A good book: Wandering the library recently, I saw When Stars Are Scattered on an end cap and scooped it up. That’s how it came to be sitting on my nightstand when Meg Tietz recommended it as one of her favorite middle grade books on an episode of the Sorta Awesome podcast. This graphic novel tells the true story of Omar, a Somali boy growing up in the Dabaab refugee camp in Kenya. I’ve only read a handful of graphic novels in my life, and it’s really not my favorite genre, but this is a beautiful book and I highly recommend it.
A good conversation: Kelly Corrigan Wonders is one of my go-to podcast listens these days. (She publishes a lot of episodes and I tend to only listen to the longer-form shows, only for the sake of time!). Her recent interview with Father Greg Boyle of Homeboy Ministries was wonderful. In that episode, he shares that when former gang members come to work at Homeboy, members of rival gangs are paired up to work together. I can’t stop thinking about this idea.

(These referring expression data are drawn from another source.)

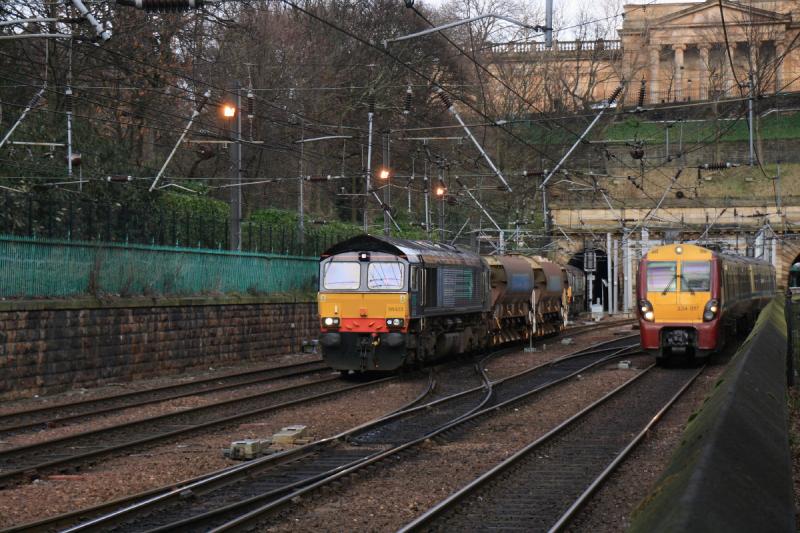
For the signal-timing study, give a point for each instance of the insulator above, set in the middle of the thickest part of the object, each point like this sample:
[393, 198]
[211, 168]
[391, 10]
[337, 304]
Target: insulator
[614, 95]
[251, 105]
[68, 101]
[34, 100]
[448, 102]
[641, 93]
[163, 6]
[716, 166]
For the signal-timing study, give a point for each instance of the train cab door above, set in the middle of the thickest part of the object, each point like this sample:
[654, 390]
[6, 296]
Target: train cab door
[414, 285]
[662, 279]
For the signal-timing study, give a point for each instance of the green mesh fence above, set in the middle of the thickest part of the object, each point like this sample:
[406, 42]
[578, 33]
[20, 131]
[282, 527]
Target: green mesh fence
[36, 268]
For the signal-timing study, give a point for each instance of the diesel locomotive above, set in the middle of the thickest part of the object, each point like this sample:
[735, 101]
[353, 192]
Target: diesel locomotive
[692, 298]
[385, 303]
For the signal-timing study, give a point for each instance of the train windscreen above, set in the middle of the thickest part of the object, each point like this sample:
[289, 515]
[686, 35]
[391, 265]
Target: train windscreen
[342, 275]
[695, 276]
[662, 276]
[385, 276]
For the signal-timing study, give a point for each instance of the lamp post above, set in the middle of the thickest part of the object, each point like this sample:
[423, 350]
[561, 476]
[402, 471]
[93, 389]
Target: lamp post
[233, 112]
[441, 193]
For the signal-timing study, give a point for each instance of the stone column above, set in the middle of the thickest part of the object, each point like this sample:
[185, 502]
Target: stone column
[655, 72]
[703, 71]
[780, 50]
[678, 48]
[726, 76]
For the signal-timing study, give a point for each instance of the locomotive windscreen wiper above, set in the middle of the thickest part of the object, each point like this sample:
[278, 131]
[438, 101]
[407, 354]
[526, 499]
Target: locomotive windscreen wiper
[666, 289]
[688, 285]
[674, 278]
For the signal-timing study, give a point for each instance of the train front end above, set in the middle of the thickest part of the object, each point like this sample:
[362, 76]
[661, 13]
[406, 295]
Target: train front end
[364, 310]
[679, 301]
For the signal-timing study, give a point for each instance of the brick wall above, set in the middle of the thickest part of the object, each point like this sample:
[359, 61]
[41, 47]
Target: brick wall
[48, 347]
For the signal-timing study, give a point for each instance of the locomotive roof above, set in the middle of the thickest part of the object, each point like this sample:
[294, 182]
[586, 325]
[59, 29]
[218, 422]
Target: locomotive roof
[696, 247]
[415, 251]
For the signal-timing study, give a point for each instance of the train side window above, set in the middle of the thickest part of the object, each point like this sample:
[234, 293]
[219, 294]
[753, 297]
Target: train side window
[431, 287]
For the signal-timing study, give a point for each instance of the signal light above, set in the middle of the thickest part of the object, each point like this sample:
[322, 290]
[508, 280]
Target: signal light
[68, 100]
[251, 105]
[407, 102]
[641, 94]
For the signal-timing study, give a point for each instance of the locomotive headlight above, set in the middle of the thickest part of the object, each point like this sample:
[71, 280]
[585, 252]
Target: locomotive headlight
[646, 309]
[710, 312]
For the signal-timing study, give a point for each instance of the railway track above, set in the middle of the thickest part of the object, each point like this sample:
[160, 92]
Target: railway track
[542, 486]
[77, 411]
[73, 450]
[58, 415]
[246, 493]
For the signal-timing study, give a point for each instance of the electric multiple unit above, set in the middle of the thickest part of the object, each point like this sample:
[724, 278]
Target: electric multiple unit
[691, 298]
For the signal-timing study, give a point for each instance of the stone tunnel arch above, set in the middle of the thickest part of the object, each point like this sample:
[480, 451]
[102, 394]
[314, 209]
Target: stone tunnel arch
[788, 255]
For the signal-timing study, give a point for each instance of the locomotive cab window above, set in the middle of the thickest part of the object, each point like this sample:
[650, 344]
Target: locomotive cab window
[384, 275]
[662, 276]
[342, 275]
[695, 276]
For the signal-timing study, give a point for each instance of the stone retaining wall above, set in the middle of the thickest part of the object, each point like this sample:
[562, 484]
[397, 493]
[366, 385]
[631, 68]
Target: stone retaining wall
[48, 347]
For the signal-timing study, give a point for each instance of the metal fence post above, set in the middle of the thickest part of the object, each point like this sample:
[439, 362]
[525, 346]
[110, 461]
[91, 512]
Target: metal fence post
[30, 215]
[789, 313]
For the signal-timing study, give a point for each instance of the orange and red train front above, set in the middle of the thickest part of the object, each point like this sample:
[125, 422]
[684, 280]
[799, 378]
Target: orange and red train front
[364, 311]
[679, 300]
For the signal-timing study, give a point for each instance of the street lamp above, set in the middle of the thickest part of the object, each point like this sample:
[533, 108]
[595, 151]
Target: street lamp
[231, 111]
[441, 193]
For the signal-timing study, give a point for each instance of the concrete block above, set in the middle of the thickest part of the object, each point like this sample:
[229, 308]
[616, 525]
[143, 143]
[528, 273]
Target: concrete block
[289, 434]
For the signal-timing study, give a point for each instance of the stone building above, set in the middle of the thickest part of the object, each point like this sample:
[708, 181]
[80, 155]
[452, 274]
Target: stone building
[679, 49]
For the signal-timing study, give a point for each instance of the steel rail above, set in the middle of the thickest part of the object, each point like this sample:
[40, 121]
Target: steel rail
[425, 521]
[48, 416]
[82, 457]
[65, 519]
[250, 518]
[70, 518]
[603, 476]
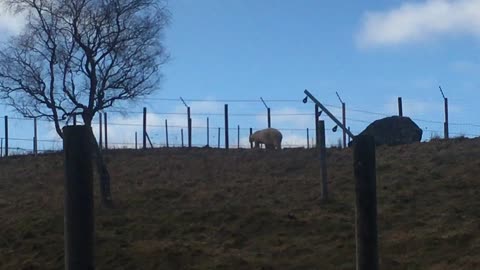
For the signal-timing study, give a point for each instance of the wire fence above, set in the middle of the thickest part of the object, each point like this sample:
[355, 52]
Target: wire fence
[124, 128]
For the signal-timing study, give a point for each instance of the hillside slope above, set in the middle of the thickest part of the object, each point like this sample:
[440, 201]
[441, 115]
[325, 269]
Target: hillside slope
[245, 209]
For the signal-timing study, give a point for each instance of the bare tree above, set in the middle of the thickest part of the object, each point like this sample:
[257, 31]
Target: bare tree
[79, 57]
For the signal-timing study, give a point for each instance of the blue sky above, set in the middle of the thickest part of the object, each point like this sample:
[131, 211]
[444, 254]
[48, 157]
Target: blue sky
[371, 52]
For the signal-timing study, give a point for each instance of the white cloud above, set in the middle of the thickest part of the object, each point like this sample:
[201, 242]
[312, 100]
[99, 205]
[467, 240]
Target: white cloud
[9, 22]
[420, 21]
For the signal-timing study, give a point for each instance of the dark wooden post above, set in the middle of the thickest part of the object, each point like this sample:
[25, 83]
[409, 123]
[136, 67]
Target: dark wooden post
[323, 159]
[79, 219]
[344, 122]
[181, 133]
[365, 202]
[100, 139]
[189, 128]
[400, 109]
[251, 143]
[316, 127]
[166, 132]
[226, 126]
[105, 127]
[308, 139]
[144, 128]
[208, 132]
[35, 136]
[238, 136]
[6, 136]
[269, 122]
[445, 126]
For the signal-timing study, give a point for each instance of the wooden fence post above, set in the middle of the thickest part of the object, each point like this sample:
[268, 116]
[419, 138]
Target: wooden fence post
[344, 121]
[323, 159]
[35, 137]
[6, 136]
[106, 130]
[400, 108]
[144, 128]
[100, 135]
[365, 202]
[166, 132]
[445, 126]
[79, 219]
[251, 143]
[226, 126]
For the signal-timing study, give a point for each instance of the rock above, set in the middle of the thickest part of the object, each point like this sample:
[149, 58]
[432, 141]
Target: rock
[394, 130]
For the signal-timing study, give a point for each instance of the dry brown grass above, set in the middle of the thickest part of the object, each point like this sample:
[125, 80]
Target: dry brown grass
[243, 209]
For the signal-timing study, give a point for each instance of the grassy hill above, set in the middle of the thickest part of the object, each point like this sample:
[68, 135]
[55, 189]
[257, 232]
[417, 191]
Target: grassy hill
[245, 209]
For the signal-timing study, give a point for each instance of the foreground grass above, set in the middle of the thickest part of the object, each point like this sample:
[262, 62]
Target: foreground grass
[243, 209]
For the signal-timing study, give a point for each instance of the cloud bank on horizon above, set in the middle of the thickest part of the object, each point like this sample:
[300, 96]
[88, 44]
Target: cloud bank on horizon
[419, 21]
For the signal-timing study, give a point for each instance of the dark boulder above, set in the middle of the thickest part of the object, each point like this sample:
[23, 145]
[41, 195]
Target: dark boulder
[394, 130]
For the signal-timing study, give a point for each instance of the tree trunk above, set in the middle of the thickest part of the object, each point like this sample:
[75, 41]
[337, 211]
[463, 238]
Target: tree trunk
[103, 173]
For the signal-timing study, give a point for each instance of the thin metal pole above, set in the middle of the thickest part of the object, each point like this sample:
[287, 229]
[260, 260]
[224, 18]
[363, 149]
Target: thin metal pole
[344, 121]
[166, 132]
[35, 136]
[226, 126]
[323, 159]
[181, 133]
[400, 107]
[308, 139]
[144, 128]
[446, 135]
[251, 143]
[106, 130]
[238, 136]
[189, 119]
[208, 132]
[269, 120]
[317, 144]
[6, 136]
[100, 127]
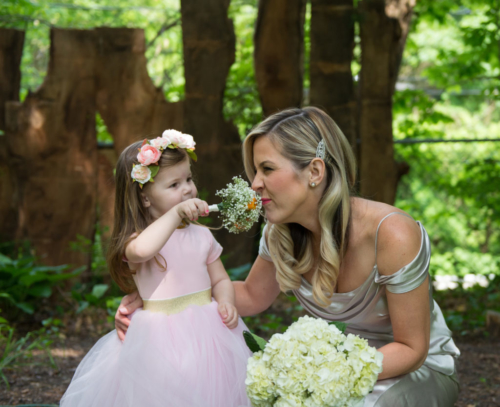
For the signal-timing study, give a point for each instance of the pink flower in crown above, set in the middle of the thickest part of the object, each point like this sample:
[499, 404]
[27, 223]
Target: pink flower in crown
[141, 174]
[148, 155]
[187, 141]
[160, 143]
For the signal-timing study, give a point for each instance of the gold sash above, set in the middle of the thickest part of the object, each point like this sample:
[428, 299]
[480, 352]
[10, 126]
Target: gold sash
[178, 304]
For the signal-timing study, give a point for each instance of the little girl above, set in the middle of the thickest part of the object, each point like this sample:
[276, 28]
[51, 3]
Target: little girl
[183, 349]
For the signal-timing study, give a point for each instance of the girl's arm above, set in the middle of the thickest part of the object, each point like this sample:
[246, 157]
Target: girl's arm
[223, 292]
[145, 246]
[251, 296]
[259, 290]
[399, 243]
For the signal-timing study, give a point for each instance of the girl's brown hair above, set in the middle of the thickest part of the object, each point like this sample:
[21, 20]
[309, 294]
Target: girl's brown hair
[297, 133]
[131, 217]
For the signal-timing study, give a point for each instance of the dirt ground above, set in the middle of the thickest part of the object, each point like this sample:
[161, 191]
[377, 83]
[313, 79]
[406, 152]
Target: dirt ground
[479, 372]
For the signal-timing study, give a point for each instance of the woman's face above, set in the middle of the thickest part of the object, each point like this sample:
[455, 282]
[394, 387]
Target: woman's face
[285, 191]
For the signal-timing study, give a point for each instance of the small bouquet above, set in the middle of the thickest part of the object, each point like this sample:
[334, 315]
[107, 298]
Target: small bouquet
[240, 206]
[312, 364]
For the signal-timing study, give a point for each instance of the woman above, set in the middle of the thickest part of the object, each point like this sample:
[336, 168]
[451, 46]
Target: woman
[345, 258]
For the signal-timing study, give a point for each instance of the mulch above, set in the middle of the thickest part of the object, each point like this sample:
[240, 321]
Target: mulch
[479, 370]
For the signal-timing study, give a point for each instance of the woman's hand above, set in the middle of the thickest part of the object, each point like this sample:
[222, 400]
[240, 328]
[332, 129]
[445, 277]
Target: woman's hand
[128, 305]
[229, 314]
[192, 209]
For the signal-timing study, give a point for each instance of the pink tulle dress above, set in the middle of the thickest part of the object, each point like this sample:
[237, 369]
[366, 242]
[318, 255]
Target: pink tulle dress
[177, 351]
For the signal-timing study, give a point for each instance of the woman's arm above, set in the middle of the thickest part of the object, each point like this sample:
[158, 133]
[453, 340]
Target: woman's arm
[259, 290]
[399, 243]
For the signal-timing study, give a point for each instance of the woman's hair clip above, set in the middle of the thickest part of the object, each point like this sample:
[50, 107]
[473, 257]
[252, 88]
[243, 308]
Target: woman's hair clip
[151, 150]
[320, 150]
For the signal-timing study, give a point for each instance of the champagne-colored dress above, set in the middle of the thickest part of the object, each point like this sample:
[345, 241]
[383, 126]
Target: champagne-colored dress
[365, 310]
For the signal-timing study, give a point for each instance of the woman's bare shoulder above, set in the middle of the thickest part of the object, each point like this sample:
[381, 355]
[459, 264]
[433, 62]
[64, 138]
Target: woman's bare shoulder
[399, 237]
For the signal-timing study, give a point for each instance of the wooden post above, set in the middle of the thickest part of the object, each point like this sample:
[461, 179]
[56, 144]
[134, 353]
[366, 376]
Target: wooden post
[52, 149]
[279, 53]
[11, 51]
[332, 44]
[209, 51]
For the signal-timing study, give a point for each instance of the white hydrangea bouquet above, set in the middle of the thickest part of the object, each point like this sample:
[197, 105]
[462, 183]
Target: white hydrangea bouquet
[240, 207]
[312, 364]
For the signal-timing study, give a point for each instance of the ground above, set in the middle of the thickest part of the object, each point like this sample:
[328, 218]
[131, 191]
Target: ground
[479, 369]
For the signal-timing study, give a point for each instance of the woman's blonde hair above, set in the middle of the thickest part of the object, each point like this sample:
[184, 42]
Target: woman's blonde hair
[297, 133]
[130, 214]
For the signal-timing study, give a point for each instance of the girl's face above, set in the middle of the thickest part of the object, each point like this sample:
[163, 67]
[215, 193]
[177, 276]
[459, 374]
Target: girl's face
[285, 191]
[171, 186]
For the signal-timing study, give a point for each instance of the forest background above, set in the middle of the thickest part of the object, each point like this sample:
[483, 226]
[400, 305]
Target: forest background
[448, 89]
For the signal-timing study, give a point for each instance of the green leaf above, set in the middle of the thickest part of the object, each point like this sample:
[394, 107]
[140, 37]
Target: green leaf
[255, 343]
[192, 154]
[40, 291]
[99, 290]
[341, 326]
[25, 307]
[154, 170]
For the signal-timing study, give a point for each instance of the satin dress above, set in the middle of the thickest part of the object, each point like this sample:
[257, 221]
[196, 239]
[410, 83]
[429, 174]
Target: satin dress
[365, 310]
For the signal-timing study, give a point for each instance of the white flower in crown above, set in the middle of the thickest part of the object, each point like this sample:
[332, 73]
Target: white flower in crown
[141, 174]
[161, 143]
[171, 135]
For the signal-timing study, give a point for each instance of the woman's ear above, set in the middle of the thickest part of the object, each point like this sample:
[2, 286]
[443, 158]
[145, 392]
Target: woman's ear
[316, 171]
[145, 200]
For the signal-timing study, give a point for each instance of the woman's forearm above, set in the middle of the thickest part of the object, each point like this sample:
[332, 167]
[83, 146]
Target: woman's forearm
[223, 292]
[400, 359]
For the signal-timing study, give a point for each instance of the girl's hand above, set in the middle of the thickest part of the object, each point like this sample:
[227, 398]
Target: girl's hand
[128, 305]
[229, 314]
[192, 208]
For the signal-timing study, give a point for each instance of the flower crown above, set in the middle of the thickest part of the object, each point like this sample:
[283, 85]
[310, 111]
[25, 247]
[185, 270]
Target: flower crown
[151, 150]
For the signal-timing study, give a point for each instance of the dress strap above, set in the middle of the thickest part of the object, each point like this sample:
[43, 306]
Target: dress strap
[380, 223]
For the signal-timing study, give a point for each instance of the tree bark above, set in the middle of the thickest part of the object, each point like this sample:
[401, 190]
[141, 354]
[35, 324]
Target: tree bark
[209, 51]
[279, 54]
[130, 105]
[332, 45]
[52, 149]
[382, 43]
[11, 51]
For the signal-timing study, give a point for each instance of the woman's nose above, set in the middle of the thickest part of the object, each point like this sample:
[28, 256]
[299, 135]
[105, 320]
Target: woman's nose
[257, 183]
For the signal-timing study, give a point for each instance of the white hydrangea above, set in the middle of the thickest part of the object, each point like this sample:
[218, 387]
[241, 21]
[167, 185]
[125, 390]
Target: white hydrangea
[313, 364]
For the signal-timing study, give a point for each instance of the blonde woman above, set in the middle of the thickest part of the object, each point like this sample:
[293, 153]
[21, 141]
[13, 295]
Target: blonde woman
[345, 258]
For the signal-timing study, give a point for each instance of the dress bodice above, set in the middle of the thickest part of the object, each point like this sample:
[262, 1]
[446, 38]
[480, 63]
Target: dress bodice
[366, 311]
[180, 267]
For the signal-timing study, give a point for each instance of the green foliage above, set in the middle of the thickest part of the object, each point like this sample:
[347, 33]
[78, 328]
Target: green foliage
[24, 284]
[465, 310]
[18, 351]
[255, 343]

A good word: Morgan Harper Nichols really has a way with words, and this encouragement for a new month really resonated with me.
This month, I’ll let Mary Oliver send us off with one of my favorite poems:
If you suddenly and unexpectedly feel joy,
don't hesitate. Give in to it. There are plenty
of lives and whole towns destroyed or about
to be. We are not wise, and not very often
kind. And much can never be redeemed.
Still, life has some possibility left. Perhaps this
is its way of fighting back, that sometimes
something happens better than all the riches
or power in the world. It could be anything,
but very likely you notice it in the instant
when love begins. Anyway, that's often the
case. Anyway, whatever it is, don't be afraid
of its plenty. Joy is not made to be a crumb.